Gagnon Julien, Ramanathan Sheela, Leblanc Chantal, Cloutier Alexandre, McDonald Patrick P, Ilangumaran Subburaj
Immunology Division, Department of Pediatrics, University of Sherbrooke, Québec, Canada.
J Immunol. 2008 Jun 15;180(12):7958-68. doi: 10.4049/jimmunol.180.12.7958.
Recent reports have shown that IL-21, in synergy with IL-15, stimulates proliferation of CD8(+) T lymphocytes in the absence of signaling via the TCR. In this study, we show that IL-6, which induces phosphorylation of STAT3 similarly to IL-21, also can stimulate proliferation of CD8(+) T cells in synergy with IL-7 or IL-15. IL-6 displays a stronger synergy with IL-7 than with IL-15 to stimulate naive CD8(+) T cells. Concomitant stimulation by IL-6 or IL-21 augments phosphorylation and DNA-binding activity of STAT5 induced by IL-7 or IL-15. Like IL-21, IL-6 reduces the TCR signaling threshold required to stimulate CD8(+) T cells. Prior culture of P14 TCR transgenic CD8 T cells with IL-6 or IL-21 in the presence of IL-7 or IL-15 augments their proliferation and cytolytic activity upon subsequent stimulation by Ag. Furthermore, cytokine stimulation induces quantitatively and qualitatively distinct phenotypic changes on CD8(+) T cells compared with those induced by TCR signaling. We propose that the ability of IL-6 to induce TCR-independent activation of CD8(+) T cells in synergy with IL-7 or IL-15 may play an important role in the transition from innate to adaptive immunity.
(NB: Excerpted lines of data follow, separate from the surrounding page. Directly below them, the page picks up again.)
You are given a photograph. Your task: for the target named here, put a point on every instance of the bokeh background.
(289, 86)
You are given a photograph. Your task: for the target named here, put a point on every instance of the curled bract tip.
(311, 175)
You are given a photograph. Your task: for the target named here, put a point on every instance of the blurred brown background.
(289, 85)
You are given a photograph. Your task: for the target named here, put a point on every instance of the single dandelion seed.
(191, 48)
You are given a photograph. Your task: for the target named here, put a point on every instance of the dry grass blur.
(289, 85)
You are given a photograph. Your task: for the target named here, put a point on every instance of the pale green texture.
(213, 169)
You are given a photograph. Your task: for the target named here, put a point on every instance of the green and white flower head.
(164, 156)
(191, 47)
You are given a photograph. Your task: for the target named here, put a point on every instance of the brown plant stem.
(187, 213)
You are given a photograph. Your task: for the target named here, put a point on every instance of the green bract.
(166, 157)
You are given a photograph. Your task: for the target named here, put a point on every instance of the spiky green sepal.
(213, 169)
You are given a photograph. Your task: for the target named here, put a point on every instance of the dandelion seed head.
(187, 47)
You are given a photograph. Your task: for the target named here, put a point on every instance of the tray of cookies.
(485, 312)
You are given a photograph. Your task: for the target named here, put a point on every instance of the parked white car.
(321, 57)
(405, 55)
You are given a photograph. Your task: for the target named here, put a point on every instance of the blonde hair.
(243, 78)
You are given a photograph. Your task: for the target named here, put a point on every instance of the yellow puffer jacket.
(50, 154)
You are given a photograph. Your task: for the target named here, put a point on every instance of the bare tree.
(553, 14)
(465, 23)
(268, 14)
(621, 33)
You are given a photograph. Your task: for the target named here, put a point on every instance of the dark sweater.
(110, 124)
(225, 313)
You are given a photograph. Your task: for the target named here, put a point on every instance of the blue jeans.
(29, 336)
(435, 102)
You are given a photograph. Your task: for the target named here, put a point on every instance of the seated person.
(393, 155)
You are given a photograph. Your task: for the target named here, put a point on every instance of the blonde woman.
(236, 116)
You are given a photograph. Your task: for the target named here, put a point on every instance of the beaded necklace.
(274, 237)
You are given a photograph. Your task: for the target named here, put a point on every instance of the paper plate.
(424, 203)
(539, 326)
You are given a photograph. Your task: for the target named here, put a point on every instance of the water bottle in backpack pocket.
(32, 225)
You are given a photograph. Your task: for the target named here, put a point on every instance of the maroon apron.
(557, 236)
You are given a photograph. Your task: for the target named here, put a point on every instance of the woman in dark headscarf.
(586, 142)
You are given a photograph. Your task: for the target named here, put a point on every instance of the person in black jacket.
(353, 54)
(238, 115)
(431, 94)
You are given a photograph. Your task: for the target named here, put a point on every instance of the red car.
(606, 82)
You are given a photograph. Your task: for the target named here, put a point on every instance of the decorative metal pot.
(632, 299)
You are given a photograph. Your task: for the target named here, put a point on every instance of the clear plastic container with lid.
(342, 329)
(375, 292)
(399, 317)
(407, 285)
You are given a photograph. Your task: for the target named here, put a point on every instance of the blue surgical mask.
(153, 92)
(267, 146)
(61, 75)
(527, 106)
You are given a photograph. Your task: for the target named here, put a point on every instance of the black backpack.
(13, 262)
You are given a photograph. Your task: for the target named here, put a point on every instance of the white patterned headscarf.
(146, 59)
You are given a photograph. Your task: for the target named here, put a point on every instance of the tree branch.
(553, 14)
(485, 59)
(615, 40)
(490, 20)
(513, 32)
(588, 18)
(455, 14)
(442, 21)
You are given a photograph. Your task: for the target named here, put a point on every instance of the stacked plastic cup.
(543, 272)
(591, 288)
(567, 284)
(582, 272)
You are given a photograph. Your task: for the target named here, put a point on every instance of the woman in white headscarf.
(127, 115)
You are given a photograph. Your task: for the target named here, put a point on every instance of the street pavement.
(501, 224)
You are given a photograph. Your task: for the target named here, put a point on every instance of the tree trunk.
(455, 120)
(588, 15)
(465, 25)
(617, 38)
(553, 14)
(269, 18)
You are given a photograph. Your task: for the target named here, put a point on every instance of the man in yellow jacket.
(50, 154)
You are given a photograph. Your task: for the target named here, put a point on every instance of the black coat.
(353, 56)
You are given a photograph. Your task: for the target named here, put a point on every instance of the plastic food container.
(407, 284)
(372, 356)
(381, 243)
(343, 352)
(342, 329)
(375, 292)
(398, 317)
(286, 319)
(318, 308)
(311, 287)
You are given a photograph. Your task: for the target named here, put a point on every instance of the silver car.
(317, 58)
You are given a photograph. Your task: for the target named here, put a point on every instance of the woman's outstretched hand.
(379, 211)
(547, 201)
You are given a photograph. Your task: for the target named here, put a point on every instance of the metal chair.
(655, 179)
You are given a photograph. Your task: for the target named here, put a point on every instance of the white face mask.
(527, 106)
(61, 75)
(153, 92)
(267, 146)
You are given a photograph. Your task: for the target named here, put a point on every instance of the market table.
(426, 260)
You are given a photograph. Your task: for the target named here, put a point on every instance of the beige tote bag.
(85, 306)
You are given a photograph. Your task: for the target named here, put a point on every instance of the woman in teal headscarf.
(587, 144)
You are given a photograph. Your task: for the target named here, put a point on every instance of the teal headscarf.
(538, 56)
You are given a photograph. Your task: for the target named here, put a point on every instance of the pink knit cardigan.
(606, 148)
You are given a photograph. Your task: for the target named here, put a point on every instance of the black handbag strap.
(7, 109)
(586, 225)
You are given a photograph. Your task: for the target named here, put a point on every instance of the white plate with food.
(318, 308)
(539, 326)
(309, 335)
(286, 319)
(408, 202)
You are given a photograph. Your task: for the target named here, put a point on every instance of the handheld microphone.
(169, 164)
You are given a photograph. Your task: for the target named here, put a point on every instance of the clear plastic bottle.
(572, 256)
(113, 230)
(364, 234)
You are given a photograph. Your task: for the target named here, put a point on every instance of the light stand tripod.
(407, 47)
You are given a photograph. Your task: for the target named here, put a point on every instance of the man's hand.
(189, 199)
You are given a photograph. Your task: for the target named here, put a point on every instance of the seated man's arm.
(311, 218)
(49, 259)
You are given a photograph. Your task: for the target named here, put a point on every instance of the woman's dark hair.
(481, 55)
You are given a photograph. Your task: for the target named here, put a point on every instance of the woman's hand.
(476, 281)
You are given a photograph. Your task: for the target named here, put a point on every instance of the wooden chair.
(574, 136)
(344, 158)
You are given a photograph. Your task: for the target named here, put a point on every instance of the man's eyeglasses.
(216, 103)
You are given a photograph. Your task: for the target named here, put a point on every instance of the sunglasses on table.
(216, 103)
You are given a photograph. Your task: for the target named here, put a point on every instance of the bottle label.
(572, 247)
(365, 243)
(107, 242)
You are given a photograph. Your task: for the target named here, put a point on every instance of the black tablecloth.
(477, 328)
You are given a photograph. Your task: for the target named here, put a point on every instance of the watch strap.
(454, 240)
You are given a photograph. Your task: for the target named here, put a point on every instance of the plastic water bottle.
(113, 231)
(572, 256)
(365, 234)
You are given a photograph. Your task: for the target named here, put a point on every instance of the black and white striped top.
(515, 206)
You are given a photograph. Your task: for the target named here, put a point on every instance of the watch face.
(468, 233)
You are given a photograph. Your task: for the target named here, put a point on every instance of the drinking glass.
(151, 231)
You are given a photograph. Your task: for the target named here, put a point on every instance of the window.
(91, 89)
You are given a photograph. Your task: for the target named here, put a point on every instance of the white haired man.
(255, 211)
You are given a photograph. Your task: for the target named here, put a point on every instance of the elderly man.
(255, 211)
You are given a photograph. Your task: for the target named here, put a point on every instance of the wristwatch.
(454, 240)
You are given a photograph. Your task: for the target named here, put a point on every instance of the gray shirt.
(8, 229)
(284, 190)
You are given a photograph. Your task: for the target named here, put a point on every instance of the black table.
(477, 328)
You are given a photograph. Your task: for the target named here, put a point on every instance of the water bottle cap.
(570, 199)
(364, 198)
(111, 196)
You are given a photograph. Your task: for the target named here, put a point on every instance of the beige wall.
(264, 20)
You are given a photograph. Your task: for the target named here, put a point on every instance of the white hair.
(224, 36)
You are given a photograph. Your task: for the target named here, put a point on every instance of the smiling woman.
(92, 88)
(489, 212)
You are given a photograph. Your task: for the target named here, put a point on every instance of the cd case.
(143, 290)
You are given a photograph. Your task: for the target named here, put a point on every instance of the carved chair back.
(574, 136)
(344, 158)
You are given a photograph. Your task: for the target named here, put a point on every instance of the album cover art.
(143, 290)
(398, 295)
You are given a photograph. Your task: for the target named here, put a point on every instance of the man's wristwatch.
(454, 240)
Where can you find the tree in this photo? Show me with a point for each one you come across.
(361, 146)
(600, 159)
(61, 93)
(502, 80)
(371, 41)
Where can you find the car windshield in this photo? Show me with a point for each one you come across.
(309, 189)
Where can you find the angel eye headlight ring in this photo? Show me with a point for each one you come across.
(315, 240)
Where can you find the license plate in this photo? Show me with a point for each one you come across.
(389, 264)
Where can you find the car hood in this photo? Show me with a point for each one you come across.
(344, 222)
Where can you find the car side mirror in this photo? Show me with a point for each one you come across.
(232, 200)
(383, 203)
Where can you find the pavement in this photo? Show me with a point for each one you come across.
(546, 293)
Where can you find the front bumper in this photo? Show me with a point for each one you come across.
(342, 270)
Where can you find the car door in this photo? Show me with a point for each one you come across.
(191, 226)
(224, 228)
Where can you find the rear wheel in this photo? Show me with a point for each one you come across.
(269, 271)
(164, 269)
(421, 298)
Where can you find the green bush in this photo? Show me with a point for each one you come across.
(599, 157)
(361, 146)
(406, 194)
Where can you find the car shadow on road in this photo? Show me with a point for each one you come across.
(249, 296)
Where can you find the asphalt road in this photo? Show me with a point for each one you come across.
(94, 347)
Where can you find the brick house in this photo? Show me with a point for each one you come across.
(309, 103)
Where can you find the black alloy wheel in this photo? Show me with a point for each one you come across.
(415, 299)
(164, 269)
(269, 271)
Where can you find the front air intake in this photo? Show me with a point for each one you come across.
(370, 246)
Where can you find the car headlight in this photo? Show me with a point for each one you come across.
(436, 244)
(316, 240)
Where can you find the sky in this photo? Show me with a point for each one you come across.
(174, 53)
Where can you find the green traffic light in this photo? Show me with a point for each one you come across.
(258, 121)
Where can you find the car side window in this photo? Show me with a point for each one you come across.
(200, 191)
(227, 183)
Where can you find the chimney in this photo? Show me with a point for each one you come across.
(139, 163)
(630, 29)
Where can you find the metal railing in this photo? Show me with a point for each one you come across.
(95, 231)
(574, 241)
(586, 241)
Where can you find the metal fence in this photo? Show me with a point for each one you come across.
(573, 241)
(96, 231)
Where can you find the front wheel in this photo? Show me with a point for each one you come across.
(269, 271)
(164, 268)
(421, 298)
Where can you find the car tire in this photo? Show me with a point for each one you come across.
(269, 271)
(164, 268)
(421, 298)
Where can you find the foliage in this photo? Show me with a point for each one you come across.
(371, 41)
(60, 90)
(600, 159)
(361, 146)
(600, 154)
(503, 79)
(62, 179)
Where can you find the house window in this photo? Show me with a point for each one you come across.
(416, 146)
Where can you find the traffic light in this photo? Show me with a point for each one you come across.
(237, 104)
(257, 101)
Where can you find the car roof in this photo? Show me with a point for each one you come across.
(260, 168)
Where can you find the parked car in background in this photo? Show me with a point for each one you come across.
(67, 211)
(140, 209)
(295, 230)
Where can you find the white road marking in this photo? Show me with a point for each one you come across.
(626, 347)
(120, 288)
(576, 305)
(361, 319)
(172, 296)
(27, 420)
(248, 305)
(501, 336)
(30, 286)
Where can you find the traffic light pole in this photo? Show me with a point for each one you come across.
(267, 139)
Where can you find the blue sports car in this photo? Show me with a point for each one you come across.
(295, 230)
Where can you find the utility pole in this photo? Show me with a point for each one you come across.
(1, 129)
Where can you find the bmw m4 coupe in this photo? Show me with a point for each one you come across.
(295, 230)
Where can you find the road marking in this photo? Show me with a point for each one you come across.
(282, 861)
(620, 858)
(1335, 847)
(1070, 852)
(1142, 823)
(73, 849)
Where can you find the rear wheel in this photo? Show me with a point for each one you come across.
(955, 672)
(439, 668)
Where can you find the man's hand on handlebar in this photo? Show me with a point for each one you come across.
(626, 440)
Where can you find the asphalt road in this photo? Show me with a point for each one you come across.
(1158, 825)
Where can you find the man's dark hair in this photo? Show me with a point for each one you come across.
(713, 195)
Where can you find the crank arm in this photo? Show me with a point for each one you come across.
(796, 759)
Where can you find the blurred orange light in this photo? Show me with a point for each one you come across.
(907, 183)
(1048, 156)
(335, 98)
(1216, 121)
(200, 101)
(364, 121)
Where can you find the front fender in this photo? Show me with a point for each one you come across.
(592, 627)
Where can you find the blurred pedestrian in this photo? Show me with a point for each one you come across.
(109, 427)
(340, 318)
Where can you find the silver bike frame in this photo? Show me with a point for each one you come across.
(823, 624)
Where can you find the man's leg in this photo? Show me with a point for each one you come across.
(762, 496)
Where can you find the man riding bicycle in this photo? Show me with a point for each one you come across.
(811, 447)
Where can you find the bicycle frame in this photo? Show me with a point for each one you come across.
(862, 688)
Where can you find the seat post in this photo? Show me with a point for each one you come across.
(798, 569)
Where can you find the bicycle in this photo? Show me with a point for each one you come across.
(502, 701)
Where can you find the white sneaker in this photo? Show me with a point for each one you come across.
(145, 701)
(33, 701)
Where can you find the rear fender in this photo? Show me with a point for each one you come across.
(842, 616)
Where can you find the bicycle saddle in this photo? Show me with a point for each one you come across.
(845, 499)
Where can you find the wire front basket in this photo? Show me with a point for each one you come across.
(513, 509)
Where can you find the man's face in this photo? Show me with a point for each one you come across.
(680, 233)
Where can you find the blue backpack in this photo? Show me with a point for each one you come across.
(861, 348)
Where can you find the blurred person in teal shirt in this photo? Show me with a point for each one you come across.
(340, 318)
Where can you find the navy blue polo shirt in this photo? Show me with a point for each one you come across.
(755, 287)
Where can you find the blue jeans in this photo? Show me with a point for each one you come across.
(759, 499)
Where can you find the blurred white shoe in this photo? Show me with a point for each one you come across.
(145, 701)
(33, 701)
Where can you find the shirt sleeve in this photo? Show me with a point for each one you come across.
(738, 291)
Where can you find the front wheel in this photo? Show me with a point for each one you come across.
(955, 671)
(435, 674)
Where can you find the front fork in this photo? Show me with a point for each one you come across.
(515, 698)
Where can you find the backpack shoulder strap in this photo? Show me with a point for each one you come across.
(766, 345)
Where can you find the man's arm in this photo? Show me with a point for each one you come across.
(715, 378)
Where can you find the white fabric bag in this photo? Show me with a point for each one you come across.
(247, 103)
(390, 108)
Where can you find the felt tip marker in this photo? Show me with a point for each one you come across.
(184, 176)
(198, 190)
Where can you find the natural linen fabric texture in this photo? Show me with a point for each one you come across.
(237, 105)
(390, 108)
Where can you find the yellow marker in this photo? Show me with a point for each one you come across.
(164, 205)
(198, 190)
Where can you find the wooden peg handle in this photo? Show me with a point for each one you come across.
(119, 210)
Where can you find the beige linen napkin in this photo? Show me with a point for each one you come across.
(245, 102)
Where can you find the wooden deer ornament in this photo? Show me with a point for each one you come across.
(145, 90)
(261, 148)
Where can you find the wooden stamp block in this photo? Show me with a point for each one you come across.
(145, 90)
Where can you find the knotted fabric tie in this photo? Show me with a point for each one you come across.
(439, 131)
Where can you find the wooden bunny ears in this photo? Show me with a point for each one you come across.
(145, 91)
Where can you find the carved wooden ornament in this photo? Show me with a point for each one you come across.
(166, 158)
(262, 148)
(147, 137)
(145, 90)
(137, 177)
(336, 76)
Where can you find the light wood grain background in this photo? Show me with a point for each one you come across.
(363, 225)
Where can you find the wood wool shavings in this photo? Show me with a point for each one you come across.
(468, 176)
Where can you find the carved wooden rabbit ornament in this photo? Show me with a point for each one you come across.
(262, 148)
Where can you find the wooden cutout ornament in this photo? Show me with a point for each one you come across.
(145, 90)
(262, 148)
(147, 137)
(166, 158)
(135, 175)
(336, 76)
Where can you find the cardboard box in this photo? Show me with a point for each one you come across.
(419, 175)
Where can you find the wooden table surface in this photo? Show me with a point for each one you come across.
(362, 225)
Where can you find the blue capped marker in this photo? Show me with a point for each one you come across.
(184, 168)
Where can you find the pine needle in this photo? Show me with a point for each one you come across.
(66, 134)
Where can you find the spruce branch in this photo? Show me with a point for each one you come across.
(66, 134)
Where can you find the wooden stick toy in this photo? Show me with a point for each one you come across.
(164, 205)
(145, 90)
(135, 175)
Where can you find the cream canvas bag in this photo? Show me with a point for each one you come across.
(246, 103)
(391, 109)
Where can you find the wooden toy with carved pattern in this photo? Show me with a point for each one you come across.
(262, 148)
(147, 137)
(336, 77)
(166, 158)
最近的报告显示,白细胞介素-21(IL-21)与白细胞介素-15(IL-15)协同作用,在缺乏通过T细胞受体(TCR)信号传导的情况下刺激CD8(+) T淋巴细胞增殖。在本研究中,我们发现,与IL-21类似可诱导信号转导和转录激活因子3(STAT3)磷酸化的IL-6,也能与IL-7或IL-15协同刺激CD8(+) T细胞增殖。IL-6与IL-7协同刺激初始CD8(+) T细胞时,比与IL-15表现出更强的协同作用。IL-6或IL-21的联合刺激增强了由IL-7或IL-15诱导的STAT5磷酸化和DNA结合活性。与IL-21一样,IL-6降低了刺激CD8(+) T细胞所需的TCR信号阈值。在IL-7或IL-15存在的情况下,用IL-6或IL-21对P14 TCR转基因CD8 T细胞进行预培养,可增强其在随后受到抗原刺激时的增殖和细胞溶解活性。此外,与TCR信号传导诱导的变化相比,细胞因子刺激在CD8(+) T细胞上诱导出数量和质量上均不同的表型变化。我们提出,IL-6与IL-7或IL-15协同诱导CD8(+) T细胞非TCR依赖性激活的能力,可能在从固有免疫向适应性免疫的转变中起重要作用。